Felix'in enerjik sesi kulaklarına dolmuştu. Açık bıraktığı lavabo kapısından kafasını uzatarak çilli çocuğa gülümsedi "Günaydın."

"Dersin kaçta? Kahvaltı etmeye vaktin var mı?"

"Evet, ben de hazırlamak için kalkmıştım. Onda başlayacak."

Çıkardığı iki yumurtaya sorgularcasına bakarak tezgaha yaklaştı Seungmin.

"Abim bu saatte kalkmaz. Sabaha karşı geldi, ben ona çıkmadan hazırlarım bir şeyler. Bugün dersim öğleden sonra."

Anladığını belli eden mırıltılar çıkararak birkaç kahvaltılık çıkardı. Açık plandaki mutfağı büyük sayılabilecek salondan ayıran ahşap masaya yerleştirdi.

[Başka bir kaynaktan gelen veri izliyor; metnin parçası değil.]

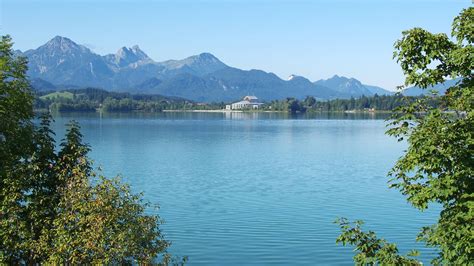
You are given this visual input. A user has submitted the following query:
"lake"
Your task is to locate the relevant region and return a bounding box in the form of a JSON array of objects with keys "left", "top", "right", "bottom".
[{"left": 50, "top": 113, "right": 439, "bottom": 265}]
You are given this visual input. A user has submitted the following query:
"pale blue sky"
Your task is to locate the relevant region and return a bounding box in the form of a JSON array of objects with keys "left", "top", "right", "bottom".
[{"left": 0, "top": 0, "right": 472, "bottom": 90}]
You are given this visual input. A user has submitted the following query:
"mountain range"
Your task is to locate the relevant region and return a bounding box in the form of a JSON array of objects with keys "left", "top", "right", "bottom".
[{"left": 15, "top": 36, "right": 400, "bottom": 102}]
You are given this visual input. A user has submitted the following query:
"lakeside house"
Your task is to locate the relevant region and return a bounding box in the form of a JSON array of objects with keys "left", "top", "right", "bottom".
[{"left": 225, "top": 95, "right": 263, "bottom": 110}]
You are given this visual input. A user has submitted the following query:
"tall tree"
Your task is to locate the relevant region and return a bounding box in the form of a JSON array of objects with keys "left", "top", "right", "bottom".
[
  {"left": 339, "top": 7, "right": 474, "bottom": 265},
  {"left": 0, "top": 36, "right": 183, "bottom": 265}
]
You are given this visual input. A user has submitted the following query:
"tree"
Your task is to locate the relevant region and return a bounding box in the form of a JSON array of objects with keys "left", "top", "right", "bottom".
[
  {"left": 0, "top": 36, "right": 184, "bottom": 265},
  {"left": 341, "top": 7, "right": 474, "bottom": 265},
  {"left": 0, "top": 36, "right": 33, "bottom": 261}
]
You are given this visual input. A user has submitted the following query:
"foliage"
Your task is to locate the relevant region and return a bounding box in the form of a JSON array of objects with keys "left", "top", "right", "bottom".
[
  {"left": 336, "top": 7, "right": 474, "bottom": 265},
  {"left": 335, "top": 218, "right": 421, "bottom": 265},
  {"left": 0, "top": 36, "right": 184, "bottom": 265}
]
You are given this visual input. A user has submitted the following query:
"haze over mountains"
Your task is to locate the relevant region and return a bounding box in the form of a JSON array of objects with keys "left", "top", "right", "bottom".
[{"left": 17, "top": 36, "right": 402, "bottom": 102}]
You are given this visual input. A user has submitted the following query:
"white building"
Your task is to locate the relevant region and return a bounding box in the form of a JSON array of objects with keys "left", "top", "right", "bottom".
[{"left": 226, "top": 96, "right": 263, "bottom": 110}]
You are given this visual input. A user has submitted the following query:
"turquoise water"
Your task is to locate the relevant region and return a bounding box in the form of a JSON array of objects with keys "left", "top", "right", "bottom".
[{"left": 50, "top": 113, "right": 438, "bottom": 265}]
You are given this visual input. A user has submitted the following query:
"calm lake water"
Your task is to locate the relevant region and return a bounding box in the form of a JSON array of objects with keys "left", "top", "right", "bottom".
[{"left": 50, "top": 113, "right": 439, "bottom": 265}]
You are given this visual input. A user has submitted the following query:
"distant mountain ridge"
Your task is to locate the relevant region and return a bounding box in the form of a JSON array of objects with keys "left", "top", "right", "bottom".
[{"left": 16, "top": 36, "right": 391, "bottom": 102}]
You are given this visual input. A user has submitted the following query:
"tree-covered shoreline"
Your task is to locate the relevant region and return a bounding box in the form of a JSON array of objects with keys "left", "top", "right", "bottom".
[{"left": 34, "top": 88, "right": 438, "bottom": 113}]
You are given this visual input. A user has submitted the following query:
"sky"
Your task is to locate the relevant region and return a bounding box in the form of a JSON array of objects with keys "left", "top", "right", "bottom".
[{"left": 0, "top": 0, "right": 473, "bottom": 90}]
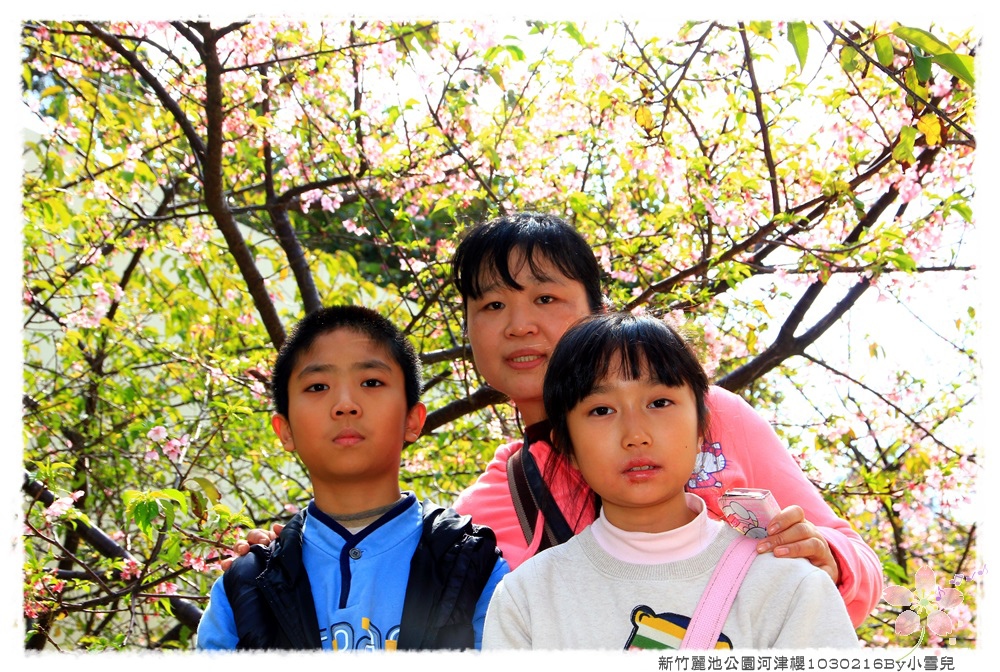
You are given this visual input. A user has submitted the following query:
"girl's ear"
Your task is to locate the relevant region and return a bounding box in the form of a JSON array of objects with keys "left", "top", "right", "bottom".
[{"left": 549, "top": 429, "right": 580, "bottom": 469}]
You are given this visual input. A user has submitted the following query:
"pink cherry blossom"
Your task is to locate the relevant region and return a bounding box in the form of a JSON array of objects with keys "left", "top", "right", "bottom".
[{"left": 146, "top": 425, "right": 167, "bottom": 443}]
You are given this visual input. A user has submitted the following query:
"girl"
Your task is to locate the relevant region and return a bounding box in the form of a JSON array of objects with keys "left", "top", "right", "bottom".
[
  {"left": 483, "top": 313, "right": 858, "bottom": 650},
  {"left": 452, "top": 212, "right": 882, "bottom": 625}
]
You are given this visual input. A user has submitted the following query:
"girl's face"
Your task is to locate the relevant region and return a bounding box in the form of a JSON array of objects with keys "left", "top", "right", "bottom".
[
  {"left": 466, "top": 252, "right": 591, "bottom": 425},
  {"left": 566, "top": 360, "right": 701, "bottom": 532}
]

Minho ve Felix, ebeveynleri kırsal kesime taşınmadan önce burada ailecek yaşıyorlardı. İkisi de üniversiteyi bu şehirde kazanınca ekstra konaklama masraflarından kaçınmak için bu evde kalmışlardı. Fazladan bir odaları olunca da kiralamak için okula ilan asmışlar, ardından Seungmin ile anlaşmışlardı. Böylece faturaları bölüşecek kişileri olmuştu.

Felix, Minho'ya göre çok daha cana yakın ve konuşkan bir tipti. Özel hayatından Seungmin'e bahsettiği bile olmuştu bu geçen dört ayda.

Son zamanlarda üzerindeki durgunluğun farkındaydı Seungmin. Ancak burnunu sokmak istemiyordu, daha o kadar çok olmamıştı tanışalı. Eğer sorarsa neler olduğunu anlatmak zorunda hissedebilir, daha çok sıkışmış bulabilirdi kendini.

Kafasındaki yumaktan çekip çıkardığı bu düşünceyi rafa kaldırabilirdi.

"Seungmin?" İşaret parmağının dışıyla burun ucunu yukarı iterek tezgaha dayadı iki elini de "Yarın akşam müsait misin?"